В доме за столом сидели все четыре комбата. Они ужинали. Пашка Теленков заводил патефон. Он перевернул пластинку, и мембрана, хрякнув, затрещала, потом зашипела, потом задребезжала и, наконец, загнусавила:
Он был в плисовой, стал быть, рубашке
И фильдикосовых, стал быть, штанах…
На печке, свесив светлые лохматые головы, спали Миколка с Василем. Их мать сидела тоже за столом и грустно смотрела на густобрового кудрявого комбата второй батареи капитана Каруселина. У печки солдаты чистили картошку.
— Ты что, Малешкин? — спросил Беззубцев.
Саня замялся.
— Так… Пришел спросить, не будет ли каких приказаний.
— Нет. Иди к машине.
— Эй, Малешкин, — окликнул Саню Каруселин, — хочешь выпить?
— Нечего ему тут делать, — запротестовал Беззубцев.
— Ладно. Пусть погреется парень, — поддержал Каруселина комбат Табаченко. — Иди садись, Саня.
Комбаты потеснились, и Саня сел. Ему налили водки, положили на хлеб кусок американской консервированной колбасы. Саня взял стакан, подержал его, посмотрел на комбата и отставил в сторону. Беззубцев самодовольно ухмыльнулся.

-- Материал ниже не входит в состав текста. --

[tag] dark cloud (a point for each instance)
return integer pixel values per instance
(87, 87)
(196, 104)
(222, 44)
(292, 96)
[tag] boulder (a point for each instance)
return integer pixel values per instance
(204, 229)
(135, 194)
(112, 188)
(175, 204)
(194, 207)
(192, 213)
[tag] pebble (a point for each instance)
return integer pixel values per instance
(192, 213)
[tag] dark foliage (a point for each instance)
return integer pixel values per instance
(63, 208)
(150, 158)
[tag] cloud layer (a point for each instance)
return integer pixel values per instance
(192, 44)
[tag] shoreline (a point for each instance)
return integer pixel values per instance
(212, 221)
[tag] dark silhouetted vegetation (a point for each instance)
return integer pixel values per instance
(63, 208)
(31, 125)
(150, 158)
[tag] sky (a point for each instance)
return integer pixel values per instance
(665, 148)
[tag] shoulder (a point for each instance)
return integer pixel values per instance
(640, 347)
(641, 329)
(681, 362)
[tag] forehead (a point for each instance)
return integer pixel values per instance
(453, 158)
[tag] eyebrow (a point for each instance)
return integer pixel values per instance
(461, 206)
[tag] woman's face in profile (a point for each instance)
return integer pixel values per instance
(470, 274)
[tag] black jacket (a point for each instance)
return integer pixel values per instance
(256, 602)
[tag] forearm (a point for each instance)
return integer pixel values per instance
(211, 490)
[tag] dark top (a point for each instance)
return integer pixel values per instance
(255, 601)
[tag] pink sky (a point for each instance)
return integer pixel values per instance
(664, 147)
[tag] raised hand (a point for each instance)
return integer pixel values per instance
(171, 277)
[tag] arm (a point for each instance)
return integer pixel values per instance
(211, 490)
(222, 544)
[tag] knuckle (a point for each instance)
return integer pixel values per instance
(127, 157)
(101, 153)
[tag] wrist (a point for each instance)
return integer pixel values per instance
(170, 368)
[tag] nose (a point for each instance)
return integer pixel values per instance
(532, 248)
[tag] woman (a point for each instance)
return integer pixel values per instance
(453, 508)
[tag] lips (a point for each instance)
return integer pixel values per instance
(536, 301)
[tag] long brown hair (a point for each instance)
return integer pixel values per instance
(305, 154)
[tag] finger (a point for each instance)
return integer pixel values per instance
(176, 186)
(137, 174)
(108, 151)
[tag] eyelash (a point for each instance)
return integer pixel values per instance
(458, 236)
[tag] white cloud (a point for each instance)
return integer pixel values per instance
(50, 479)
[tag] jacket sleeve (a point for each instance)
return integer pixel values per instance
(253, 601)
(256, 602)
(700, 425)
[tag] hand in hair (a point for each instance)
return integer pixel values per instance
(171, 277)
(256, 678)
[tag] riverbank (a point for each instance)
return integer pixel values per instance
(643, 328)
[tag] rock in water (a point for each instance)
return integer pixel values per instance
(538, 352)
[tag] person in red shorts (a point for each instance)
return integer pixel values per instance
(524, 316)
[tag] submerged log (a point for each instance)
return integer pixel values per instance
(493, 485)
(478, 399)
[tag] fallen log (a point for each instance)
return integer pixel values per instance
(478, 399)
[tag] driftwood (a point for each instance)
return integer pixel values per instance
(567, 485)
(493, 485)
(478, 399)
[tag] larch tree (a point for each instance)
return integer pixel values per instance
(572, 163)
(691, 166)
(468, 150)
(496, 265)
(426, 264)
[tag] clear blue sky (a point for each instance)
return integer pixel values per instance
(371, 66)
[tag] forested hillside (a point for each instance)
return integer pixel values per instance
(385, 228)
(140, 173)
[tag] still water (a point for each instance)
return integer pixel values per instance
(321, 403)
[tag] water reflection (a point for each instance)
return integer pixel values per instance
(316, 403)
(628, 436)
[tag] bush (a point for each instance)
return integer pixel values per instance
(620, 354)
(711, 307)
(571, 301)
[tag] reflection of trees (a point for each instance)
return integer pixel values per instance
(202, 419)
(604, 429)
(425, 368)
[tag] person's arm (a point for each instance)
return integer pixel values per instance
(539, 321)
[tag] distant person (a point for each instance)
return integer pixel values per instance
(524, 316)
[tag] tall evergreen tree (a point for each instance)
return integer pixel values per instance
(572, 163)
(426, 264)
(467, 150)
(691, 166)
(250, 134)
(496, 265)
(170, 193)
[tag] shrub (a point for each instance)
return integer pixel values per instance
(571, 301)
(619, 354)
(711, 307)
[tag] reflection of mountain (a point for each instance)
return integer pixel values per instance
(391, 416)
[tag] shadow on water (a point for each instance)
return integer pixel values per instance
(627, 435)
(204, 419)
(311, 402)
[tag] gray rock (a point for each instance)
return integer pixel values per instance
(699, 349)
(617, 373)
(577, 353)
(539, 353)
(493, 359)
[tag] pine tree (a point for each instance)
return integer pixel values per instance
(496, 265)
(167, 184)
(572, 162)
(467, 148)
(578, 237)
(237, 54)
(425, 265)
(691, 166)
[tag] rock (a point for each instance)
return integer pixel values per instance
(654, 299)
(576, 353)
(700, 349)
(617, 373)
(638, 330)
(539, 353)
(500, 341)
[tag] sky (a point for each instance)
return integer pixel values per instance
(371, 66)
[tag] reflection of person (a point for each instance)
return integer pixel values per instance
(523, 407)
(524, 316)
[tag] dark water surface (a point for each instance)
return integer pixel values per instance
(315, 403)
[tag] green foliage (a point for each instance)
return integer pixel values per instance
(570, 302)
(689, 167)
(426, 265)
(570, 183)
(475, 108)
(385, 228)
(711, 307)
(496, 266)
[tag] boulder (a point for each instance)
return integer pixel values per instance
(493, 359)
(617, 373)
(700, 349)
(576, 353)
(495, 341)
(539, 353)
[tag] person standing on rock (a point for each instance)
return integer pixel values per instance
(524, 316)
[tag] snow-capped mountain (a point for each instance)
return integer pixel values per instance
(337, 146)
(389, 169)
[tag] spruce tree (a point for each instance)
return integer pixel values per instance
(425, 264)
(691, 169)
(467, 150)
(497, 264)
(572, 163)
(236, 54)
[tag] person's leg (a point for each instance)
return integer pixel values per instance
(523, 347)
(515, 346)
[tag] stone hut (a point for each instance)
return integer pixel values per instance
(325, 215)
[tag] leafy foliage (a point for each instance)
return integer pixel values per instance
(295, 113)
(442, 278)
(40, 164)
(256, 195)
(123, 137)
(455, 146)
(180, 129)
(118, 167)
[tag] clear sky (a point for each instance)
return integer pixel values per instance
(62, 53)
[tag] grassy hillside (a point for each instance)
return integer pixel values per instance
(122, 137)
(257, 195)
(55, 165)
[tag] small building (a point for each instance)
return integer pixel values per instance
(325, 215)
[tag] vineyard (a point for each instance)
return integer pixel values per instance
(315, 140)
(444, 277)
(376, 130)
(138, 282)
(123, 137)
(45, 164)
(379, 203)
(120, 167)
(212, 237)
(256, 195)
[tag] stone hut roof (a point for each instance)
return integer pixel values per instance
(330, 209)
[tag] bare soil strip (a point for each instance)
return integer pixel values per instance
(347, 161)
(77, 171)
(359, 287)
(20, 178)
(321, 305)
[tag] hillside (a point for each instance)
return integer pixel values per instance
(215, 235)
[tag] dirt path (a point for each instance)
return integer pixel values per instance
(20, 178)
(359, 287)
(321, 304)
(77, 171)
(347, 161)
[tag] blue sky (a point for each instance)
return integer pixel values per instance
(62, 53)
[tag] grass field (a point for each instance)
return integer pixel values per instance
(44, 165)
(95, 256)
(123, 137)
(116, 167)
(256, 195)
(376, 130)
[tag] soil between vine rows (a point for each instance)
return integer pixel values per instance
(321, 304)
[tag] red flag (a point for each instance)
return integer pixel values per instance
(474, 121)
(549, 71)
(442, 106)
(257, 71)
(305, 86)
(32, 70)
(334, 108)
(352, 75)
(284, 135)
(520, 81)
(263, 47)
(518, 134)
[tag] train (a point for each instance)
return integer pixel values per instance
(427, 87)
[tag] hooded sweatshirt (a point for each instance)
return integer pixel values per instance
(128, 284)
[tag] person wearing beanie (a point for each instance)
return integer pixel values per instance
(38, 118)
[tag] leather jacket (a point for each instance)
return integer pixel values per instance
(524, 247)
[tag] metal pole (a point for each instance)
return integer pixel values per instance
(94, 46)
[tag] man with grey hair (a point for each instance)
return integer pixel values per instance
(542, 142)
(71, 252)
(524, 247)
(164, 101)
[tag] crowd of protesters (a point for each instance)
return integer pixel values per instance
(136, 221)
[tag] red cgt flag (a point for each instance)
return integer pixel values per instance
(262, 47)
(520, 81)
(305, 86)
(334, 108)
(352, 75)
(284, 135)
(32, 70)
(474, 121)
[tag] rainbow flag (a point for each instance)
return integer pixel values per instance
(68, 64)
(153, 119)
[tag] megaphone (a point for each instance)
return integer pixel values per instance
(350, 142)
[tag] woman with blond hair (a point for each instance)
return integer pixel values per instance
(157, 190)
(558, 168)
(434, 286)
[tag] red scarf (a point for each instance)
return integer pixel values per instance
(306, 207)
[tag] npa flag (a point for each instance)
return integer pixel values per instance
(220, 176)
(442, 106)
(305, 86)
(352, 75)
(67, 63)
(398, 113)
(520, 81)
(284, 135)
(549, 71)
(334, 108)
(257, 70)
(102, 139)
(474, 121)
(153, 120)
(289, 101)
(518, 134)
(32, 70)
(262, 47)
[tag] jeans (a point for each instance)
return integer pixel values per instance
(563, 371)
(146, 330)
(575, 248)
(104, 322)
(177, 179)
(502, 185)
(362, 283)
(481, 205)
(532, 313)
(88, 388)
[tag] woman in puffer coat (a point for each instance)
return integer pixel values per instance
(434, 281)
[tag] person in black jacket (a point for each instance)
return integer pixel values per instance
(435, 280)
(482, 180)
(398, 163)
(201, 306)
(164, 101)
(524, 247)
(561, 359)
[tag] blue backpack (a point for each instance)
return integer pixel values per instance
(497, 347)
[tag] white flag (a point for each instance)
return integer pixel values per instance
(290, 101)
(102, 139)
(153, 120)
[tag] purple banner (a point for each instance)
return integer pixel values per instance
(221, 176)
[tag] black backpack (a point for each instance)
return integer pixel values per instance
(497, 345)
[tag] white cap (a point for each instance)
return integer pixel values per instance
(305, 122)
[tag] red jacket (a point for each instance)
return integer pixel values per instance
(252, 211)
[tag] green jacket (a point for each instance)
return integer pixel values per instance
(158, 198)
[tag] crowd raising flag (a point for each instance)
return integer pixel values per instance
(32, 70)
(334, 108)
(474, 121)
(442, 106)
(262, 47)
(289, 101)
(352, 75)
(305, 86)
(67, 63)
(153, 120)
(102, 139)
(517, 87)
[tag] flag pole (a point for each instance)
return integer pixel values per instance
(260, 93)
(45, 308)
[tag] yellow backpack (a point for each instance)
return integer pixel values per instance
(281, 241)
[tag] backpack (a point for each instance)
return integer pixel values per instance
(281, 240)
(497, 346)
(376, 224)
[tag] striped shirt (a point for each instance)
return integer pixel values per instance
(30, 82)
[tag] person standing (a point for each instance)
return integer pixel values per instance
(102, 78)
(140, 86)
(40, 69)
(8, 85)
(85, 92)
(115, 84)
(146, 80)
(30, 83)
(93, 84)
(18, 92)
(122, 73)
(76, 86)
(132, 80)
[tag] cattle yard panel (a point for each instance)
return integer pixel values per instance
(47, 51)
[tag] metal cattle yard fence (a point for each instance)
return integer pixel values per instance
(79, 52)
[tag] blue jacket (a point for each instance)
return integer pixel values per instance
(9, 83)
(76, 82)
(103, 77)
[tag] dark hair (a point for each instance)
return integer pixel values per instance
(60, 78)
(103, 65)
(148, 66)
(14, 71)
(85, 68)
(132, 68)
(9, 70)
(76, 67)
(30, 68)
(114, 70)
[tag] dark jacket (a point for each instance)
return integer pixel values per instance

Каруселин хлопнул Саню по спине:
— А ну-ка расскажи, как ты выкуривал интенданта.
Саня малость поломался для приличия и стал рассказывать. При этом так врал, что сам удивлялся, как у него здорово получается. Товарищи комбаты хохотали до слез и хвалили Малешкина за смекалку. Капитан Каруселин с ходу предложил Беззубцеву обменять Малешкина на любого командира машины из его батареи. Беззубцев решительно заявил, что сообразительные командиры ему и самому нужны. Это так ободрило Саню, что он расстегнул шинель, схватил отставленный стакан с водкой, лихо выпил, крякнул и сплюнул через выбитый зуб.